I agree with the other poster: email is just fine, use the "I don't think we're a match (which is true)" and be done with it. It's hard when you have a kind heart, but you really don't know this person and don't owe him anything but at least a closing statement.
Well, I came home to this email from him:
I was wondering why you didn't call or text me after we "talked/texed" briefly.
Re:
The guy I really want to see invited me out for tomorrow night. Hasn't called to finalize plans yet and it's 7:30 Thursday. This doesn't thrill me.
Your email was too long and gave him too many openings (points to argue) IMO.
Oh, you don't find the tire business fascinating? My 2nd exH works in the paint dept. of a hardware store. Until he worked there, I had no idea there was really so much technical stuff to it since all you see are the people who shake up the cans. However, he used to come home every day & complain about his job and tell me in excruciating detail everything he did, like giving me the word for word conversations w/ his boss, instead of summarizing. So on Labor Day I went to a friend's BD party w/ him that was a long drive where he had the opportunity of a captive audience to regale me w/ more paint stories. lol It was so boring!

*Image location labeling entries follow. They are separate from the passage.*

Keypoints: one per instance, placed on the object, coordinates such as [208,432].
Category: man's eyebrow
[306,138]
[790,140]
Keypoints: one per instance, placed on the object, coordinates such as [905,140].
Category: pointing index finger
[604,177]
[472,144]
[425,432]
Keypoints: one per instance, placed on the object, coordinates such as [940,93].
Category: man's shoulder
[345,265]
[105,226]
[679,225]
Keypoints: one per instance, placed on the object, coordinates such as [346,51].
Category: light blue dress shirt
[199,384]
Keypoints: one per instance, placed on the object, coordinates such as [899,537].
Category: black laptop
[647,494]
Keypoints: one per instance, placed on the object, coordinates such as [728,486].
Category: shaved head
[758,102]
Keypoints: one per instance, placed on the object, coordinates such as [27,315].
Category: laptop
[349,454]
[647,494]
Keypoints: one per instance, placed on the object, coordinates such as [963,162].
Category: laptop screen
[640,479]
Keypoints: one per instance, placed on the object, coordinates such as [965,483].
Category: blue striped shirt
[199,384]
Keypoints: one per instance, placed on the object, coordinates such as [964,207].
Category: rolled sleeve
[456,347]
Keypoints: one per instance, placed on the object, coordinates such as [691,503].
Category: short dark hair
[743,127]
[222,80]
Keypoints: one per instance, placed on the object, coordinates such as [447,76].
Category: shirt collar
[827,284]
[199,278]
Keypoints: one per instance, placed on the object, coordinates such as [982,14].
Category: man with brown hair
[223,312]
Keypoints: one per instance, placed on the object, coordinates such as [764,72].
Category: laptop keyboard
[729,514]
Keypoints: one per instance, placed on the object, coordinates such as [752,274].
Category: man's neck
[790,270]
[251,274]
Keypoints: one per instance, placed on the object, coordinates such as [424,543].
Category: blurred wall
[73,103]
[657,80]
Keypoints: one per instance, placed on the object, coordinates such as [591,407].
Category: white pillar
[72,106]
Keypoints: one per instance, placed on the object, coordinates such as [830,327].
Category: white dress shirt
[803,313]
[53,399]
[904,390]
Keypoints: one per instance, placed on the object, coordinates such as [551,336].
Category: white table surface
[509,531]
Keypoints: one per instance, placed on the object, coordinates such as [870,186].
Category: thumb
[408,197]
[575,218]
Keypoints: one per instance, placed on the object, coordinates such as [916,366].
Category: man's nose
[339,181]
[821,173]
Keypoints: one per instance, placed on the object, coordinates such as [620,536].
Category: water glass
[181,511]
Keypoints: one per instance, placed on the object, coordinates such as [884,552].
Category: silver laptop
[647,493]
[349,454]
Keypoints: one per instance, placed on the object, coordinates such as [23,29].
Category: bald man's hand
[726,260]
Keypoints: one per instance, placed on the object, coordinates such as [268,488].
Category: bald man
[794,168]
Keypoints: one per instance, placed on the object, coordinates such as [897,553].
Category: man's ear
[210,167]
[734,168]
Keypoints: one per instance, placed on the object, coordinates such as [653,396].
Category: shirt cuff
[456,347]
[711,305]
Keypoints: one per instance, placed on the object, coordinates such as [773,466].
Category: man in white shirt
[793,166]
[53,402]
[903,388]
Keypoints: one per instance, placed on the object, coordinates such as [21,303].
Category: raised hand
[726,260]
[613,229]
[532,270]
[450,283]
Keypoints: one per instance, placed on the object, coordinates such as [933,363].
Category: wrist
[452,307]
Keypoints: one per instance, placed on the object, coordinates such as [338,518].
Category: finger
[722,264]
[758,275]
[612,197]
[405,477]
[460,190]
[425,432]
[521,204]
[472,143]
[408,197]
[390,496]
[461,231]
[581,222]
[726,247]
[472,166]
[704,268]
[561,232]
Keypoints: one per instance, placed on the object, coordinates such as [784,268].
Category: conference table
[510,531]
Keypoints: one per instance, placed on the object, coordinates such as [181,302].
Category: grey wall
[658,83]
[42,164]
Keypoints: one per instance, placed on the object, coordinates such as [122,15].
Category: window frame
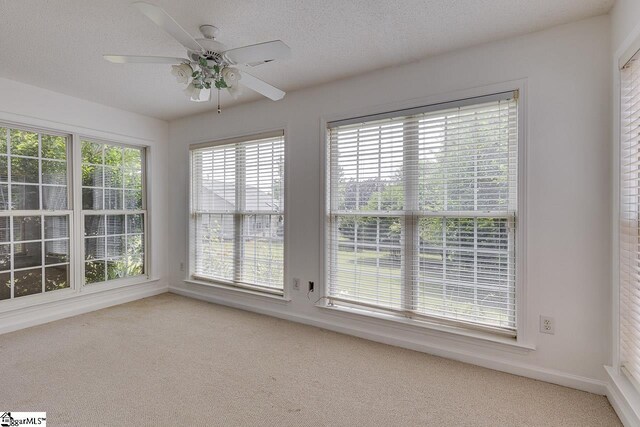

I hope you have a nice date tomorrow. Hmmm, turning down 2 other dates! As an interesting aside since I'm not doing OLD right now, do you ever get sick of all the meet & greets and disappointments? I did OLD about 10 yrs ago before I met 2nd DH. Right now I feel like I don't have that much time to do it--I have a 14 yr old DS at home and I'm thinking that I don't really want to spend my limited free time (like only every other Sat. night/Sunday and maybe a short time during the week) going on disappointing dates. Maybe when my DS is a little older & I have basically every night to myself it would be diff. I am assuming you don't have any kids although I know you work.
<>
Yes, if he feels you have to report at THIS point, who knows what will happen a few weeks from now.
Basically, he's not rocking your world. We are old enough now that we don't have to keep accommodating these folks. I've only had one or two guys get too forward too fast...both were on OLD and neither was employed. I think they were bored and made any woman who responded to them in to a huge focus. I have too much else to deal with then making a guy feel secure at this point.